KANSAS CITY, Mo. —
In 2010, the Denver Post conducted a nationwide survey of 177 theater experts and students to compile a list of the “10 most important American plays ever written.”
Topping the list was Arthur Miller’s “Death of a Salesman,” the classic 1949 drama described as “Greek in scope and tragedy…a working-class ‘Oedipus Rex.’”
Perhaps what’s most remarkable about the Kansas City Repertory Theatre’s current production of Miller’s dark opus is the contemporary feel of its themes. In our era of financial uncertainty, Miller’s vision is unnervingly relevant.
Gary Neal Johnson leads the cast as middle-aged peddler Willy Loman, the role that famously drove famed actor Lee J. Cobb to a nervous breakdown. The scars of an unfulfilled American dream are etched in the phony smile lines left from countless days of schmoozing his clients.
Getting by on “a smile and a shoeshine,” Willy is the master of self-deception. But it’s not his profession that wears on Willy. His preconceived notions of what constitute success in life -as measured by the accomplishments of his wealthy brother- set expectations levels that could never be reached.
Director Eric Rosen has mounted a dignified production of this venerable standard, skillfully fleshed out by Johnson and an all-local cast.

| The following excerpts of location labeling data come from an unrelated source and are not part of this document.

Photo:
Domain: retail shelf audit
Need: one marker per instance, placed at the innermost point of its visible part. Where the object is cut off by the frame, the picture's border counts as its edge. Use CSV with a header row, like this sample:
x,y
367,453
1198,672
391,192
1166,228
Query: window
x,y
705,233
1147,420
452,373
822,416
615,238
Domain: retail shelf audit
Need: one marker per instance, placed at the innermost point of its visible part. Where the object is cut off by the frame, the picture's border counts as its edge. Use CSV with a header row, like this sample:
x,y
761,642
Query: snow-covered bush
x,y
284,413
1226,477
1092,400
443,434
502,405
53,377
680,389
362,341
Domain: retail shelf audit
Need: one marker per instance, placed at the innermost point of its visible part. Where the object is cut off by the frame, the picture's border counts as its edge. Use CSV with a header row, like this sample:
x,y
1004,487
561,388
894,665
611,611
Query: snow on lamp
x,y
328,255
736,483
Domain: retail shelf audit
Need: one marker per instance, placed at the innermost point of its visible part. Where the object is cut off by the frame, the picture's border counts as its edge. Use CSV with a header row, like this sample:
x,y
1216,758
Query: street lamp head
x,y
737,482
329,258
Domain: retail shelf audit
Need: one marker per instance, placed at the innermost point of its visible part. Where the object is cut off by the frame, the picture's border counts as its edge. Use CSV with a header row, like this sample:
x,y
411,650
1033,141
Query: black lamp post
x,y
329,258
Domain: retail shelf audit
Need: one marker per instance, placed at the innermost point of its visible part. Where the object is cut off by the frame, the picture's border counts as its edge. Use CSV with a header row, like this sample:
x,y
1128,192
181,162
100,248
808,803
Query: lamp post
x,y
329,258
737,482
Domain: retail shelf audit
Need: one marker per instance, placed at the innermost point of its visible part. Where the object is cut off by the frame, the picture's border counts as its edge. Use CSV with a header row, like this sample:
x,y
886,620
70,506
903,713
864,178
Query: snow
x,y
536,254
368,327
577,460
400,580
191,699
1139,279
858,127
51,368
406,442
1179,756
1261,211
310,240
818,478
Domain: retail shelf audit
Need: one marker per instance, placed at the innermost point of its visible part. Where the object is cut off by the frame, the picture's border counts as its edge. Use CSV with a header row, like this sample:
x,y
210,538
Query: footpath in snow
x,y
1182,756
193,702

Providing solid support is Merle Moores as Willy’s long-suffering but ever-encouraging wife, Linda. Rusty Sneary is equally good as Biff, the eldest son with a more realistic worldview than Willy, who frustrates and infuriates his dad with his lack of ambition.
Kyle Hatley also makes an impression as Happy, Willy’s youngest son and an unapologetic womanizer. He’s perfectly willing to put on a counterfeit façade to keep the peace in the family.
As the late Ben Loman, seen in Willy’s flashback hallucinations, Kip Niven is the personification of Willy’s idea of success. Willy can’t accept that Ben’s level of prosperity can, in reality, only be achieved by an elite few.
Cheryl Weaver, Brian Paulette and Mark Robbins, three of our area’s best actors, stand out in the strong ensemble that includes MFA students from the UMKC Department of Theatre Acting Program.
As always, the KCRT production values are sound. Meghan Raham’s stark stage design, the appropriate period costumes from Lindsay W. Davis and Lauren Gaston, Victor En Yu Tan’s expressive lighting and Larry Bailey’s poignant music hit all the bull’s eye.
Although many people are quick to point out the play’s many flaws (just as there are those ready to pick apart the film “Citizen Kane” in spite of its perennial place atop annual critics’ polls), “Death of a Salesman” is essential viewing for anyone striving for theater literacy. The Rep’s rendition provides a strong introduction for newbies or, for theater veterans, a potent reminder of its virtues.